Mr Hurst then raised the point that placing of insurance had moved on a long way in the last decade and that the customers' perception had changed a lot. "All claims follow a placement of policy. The amount of work that people go through now in terms of transparency and disclosure documentation is tremendous. They have to provide massive amounts of information as to what the cover is, what the warranties are, far more than there ever was before. It is done much more professionally than it ever was."

"From the claims standpoint that has made our lives easier," he added. "I've seen significant improvement in claims and in expectation of a claim and coverage is placed better. Even where we have taken on runoff work you can see that has been placed better. Clients now have a better understanding of the cover they have got."

Mr Roberts echoed this: "We are in a much better place with claims than we have ever been. Clients have the benefit of understanding the cover they have so their expectations are managed better almost before the claim happens. They understand what they have bought and, therefore, the claims process goes quite well."

Whether clients do have a better understanding or not, Mr Roberts commented that the insurance industry has to be prepared to keep trying and keep learning from customers to achieve TCF. "What really matters is how it feels to the customer.
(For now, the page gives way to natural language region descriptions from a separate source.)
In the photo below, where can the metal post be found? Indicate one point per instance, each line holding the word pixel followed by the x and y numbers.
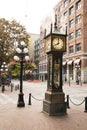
pixel 67 103
pixel 85 104
pixel 20 97
pixel 29 102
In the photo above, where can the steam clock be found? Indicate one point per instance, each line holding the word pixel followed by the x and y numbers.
pixel 54 102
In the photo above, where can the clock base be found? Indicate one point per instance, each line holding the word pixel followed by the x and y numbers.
pixel 54 103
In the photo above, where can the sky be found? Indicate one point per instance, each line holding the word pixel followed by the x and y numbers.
pixel 29 13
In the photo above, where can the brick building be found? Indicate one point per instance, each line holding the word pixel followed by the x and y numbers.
pixel 74 14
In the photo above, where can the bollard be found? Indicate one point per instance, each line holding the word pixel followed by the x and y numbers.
pixel 29 102
pixel 3 88
pixel 67 103
pixel 85 104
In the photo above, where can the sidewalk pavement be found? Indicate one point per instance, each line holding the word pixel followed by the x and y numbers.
pixel 31 117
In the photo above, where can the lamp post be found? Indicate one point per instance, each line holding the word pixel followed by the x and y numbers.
pixel 21 56
pixel 78 73
pixel 4 68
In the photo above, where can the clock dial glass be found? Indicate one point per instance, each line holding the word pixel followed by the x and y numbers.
pixel 48 44
pixel 58 43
And if you haven't treated the customer fairly, not only have you got to put it right for them you have also got to go back and look at your procedures and maybe start again," he explained.

"We have encouraged our people to question the process. It could be a recipe for anarchy but you have got to take that risk. Encourage staff to say if that isn't working. Don't feel you are a slave to the process, come back tell us what is not working and you never know the whole thing might get better."

From the bottom up

"Top down walk throughs are important but bottom up feedback is also essential in this," agreed Mr Howard. "We have workshops and a TCF log where staff can report things they think we should be looking at in more detail."

In terms of market reaction to TCF everyone agreed that the industry has moved forward in a positive way. Mr Roberts explained: "One massive change since I started is that we now often receive a list of policyholders insurers have located in an area that has been affected by a flood, and insurers say we haven't heard from them can you go and see if they are OK. CILA has been measuring contact and for the floods in the north within a fortnight well over 95% of people had been contacted. If the majority of people are visited on a proactive basis, to me that is indicative of a culture designed to treat customers fairly."

Mr Hurst agreed and added: "No one has ever given me a good reason not to do TCF because everybody believes it is a good idea. We have been criticised for not meeting expectation, and we are much better than we were, although we are not there yet."

However, Mr Howard believed that some companies may struggle to meet the FSA's requirements: "The FSA has set a March 2008 deadline for people to get measures in place and to be integrated in their management information and reporting - and that is an area that many insurers are going to struggle with. If they haven't yet defined what TCF means and looked at the measures that need to sit behind it how are they going to be able to demonstrate it in an empirical form?"

However, he concluded that as this was such as sea change to the way insurers are used to doing things they would get there in the end: "As an industry we are used to rules and so to go from that into principles we shouldn't be surprised it is taking a little while as an industry to define fairness for your customers."